Transaction Data Sharding
Transaction data sharding means that it is possible to split transaction journal into multiple files, and Tackler supports journal sharding with both Filesystem and Git backends.
It is also possible to store each transaction into own file, this is so called "single transaction - single file" mode. This is the sharding mode is used by performance tests and it is recommended if transaction data is generated by some automated system.
With "single transaction - single file mode" it is also recommended to use UUIDs with transaction metadata and use same UUID as part of file name. Transaction UUID is printed with Register Report, and by using UUIDs with transactions it will be easier to find actual the transaction file, in case there is any need to do so.
Sharding schemes
Two most common shard schemes are time based or topic based sharding.
Example of time based shards:
-
year/month (e.g.
txns/2019/01/
) -
year/month/day (e.g.
txns/2019/01/31
) -
year/iso-week (e.g.
txns/2019/W10
) -
year/iso-week/iso-week-date (e.g. Monday 2017-01-02 →
txns/2017/W01/1
)
Example of topic based shards by customers:
-
txns/Customers/ACME
-
txns/Customers/Initech
Tackler doesn’t care how do you shard or not shard txn data.
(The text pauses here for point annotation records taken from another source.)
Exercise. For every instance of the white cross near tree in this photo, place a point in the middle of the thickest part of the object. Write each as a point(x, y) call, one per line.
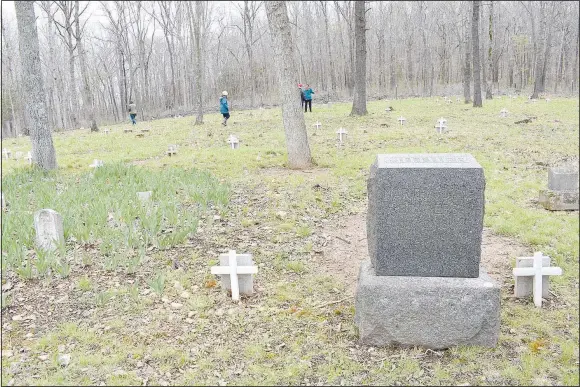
point(233, 270)
point(537, 271)
point(341, 132)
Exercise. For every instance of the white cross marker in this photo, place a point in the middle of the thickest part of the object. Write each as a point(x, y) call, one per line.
point(233, 141)
point(537, 271)
point(233, 270)
point(341, 132)
point(441, 126)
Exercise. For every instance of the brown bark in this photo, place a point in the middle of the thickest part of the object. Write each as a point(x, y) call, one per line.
point(292, 115)
point(43, 153)
point(359, 104)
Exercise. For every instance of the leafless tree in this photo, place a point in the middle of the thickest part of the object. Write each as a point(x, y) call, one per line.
point(292, 115)
point(43, 153)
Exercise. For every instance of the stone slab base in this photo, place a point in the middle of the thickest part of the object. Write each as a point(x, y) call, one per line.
point(559, 200)
point(431, 312)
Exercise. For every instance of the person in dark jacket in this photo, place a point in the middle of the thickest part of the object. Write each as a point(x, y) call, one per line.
point(224, 109)
point(308, 98)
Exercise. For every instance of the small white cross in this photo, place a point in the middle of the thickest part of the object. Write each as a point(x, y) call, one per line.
point(96, 163)
point(440, 127)
point(341, 132)
point(233, 141)
point(233, 270)
point(537, 271)
point(171, 150)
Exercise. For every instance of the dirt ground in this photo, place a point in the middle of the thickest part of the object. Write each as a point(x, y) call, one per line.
point(347, 247)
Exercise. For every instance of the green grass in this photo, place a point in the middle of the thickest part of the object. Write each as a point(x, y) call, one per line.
point(281, 336)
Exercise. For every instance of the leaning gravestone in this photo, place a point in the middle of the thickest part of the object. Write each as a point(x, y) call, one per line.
point(423, 284)
point(49, 230)
point(562, 192)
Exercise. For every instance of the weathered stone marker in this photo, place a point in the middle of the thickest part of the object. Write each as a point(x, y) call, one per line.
point(539, 272)
point(423, 284)
point(562, 193)
point(236, 272)
point(419, 205)
point(49, 230)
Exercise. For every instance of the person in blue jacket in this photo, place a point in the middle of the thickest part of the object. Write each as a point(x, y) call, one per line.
point(224, 109)
point(308, 98)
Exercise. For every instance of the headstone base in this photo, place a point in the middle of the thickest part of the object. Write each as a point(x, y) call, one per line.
point(559, 200)
point(431, 312)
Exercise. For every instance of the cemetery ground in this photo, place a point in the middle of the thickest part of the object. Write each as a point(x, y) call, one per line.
point(130, 299)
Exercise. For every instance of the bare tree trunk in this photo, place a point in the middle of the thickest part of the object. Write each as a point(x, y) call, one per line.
point(43, 153)
point(476, 57)
point(87, 95)
point(489, 82)
point(359, 104)
point(466, 66)
point(292, 115)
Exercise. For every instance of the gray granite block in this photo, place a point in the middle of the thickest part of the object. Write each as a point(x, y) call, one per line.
point(524, 285)
point(431, 312)
point(559, 200)
point(245, 281)
point(425, 215)
point(563, 179)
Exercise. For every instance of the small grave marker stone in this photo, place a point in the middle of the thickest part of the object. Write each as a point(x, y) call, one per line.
point(171, 150)
point(238, 279)
point(562, 193)
point(49, 230)
point(342, 133)
point(233, 141)
point(537, 272)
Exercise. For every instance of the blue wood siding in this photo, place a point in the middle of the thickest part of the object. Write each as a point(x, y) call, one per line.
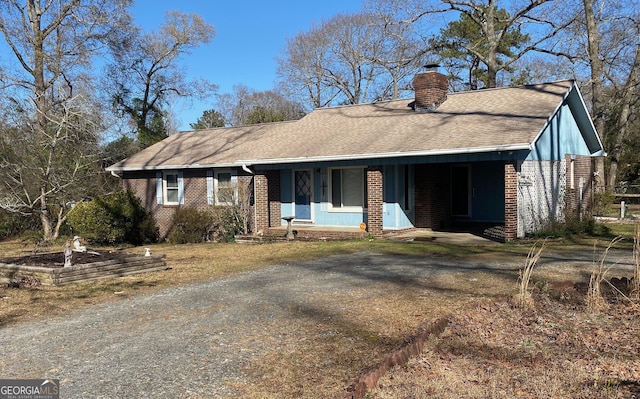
point(487, 192)
point(561, 136)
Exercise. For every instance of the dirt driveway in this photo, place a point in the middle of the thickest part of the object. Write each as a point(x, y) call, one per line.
point(199, 340)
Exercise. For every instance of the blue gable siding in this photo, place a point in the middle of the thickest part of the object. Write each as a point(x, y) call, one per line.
point(487, 192)
point(561, 136)
point(394, 216)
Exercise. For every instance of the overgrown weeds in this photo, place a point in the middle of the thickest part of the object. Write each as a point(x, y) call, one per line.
point(635, 283)
point(524, 300)
point(594, 299)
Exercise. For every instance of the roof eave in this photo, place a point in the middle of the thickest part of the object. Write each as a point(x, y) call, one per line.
point(115, 168)
point(404, 154)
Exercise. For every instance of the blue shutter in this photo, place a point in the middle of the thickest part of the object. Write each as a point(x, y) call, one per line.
point(180, 188)
point(159, 188)
point(210, 187)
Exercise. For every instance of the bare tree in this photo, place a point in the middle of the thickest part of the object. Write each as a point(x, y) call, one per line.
point(614, 64)
point(351, 59)
point(146, 74)
point(52, 43)
point(245, 106)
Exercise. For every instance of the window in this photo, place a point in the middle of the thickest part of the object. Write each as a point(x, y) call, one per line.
point(169, 188)
point(348, 189)
point(222, 187)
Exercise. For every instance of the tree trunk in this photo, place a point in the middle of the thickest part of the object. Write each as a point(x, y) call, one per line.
point(597, 85)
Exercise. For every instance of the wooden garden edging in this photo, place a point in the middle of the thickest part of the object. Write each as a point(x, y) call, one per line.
point(83, 272)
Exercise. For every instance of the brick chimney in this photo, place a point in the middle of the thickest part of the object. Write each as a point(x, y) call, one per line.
point(431, 89)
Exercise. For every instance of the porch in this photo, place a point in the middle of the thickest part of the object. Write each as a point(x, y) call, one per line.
point(461, 236)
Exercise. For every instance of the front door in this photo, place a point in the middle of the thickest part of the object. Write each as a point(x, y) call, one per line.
point(303, 189)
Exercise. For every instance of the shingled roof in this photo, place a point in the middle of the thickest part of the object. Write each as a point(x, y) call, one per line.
point(473, 121)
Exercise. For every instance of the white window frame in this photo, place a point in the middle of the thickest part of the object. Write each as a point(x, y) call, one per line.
point(234, 182)
point(166, 188)
point(342, 208)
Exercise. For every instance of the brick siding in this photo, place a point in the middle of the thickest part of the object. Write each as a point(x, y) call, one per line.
point(579, 202)
point(375, 200)
point(432, 197)
point(143, 184)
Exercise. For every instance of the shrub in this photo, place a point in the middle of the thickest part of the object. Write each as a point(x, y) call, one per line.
point(573, 225)
point(190, 225)
point(602, 202)
point(113, 219)
point(16, 224)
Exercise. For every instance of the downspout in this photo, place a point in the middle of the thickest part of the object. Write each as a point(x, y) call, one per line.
point(117, 176)
point(255, 216)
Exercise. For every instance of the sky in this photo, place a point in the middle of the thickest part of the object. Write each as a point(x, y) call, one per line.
point(250, 34)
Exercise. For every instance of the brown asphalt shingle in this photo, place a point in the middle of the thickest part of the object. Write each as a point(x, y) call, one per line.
point(465, 121)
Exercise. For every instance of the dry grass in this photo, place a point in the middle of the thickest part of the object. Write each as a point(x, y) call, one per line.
point(496, 351)
point(489, 350)
point(595, 300)
point(635, 284)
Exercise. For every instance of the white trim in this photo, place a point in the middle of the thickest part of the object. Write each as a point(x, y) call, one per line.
point(165, 188)
point(403, 154)
point(351, 209)
point(311, 197)
point(234, 183)
point(324, 158)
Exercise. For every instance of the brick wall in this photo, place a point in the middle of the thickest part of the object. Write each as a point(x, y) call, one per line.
point(261, 193)
point(143, 184)
point(275, 209)
point(375, 198)
point(510, 202)
point(432, 197)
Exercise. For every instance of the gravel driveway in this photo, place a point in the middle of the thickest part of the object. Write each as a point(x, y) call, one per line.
point(186, 342)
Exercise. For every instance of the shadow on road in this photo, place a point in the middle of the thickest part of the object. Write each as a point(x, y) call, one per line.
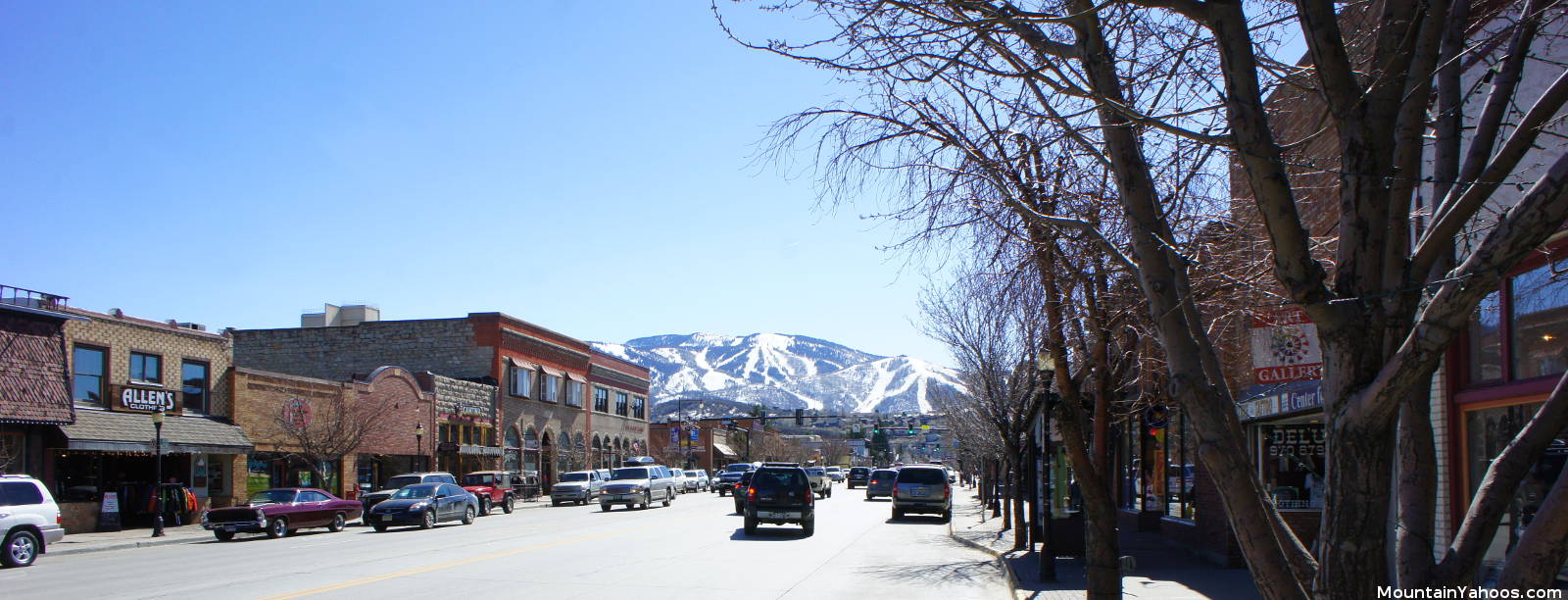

But sharding makes a lot of sense with Git Storage backend and in case that there is lots of data. If transactions are generated automatically, its recommended to use single transaction - single file model and shard data.
Regardless of used sharding scheme, it is possible to group txns by different
group-by
operators with Balance Group report.
Using shards to select subset of transaction data
Selecting subset of transactions can be by using Transaction Filters or by using shards.
The major difference is that by using Transaction Filters all data is first parsed, and after that filtered. By using sharding scheme, "filtering" happens before journal files are even parsed. On the otherhand, sharding lacks all fancy filtering options.
File scanning starts from top level directory identified by input.fs.dir
setting.
From performance point of view, sharding is beneficial maybe after tens or hundreds of thousands of transactions. This is affect heavily by used Operating System, filesystem and used hardware. See Performance Testing for further details.
Example of week based sharding
With data sharding it is very straightforward to generate reports with only selected set of accounting data. For example with shard based on iso-week it is possible to generate weekly reports with following piece of shell script:
report_year=$1
report_week=$2
tackler\
--config journal.toml \
--input.fs.dir="txns/${report_year}/${report_week}" \
--input.fs.ext="txn" \
"$@"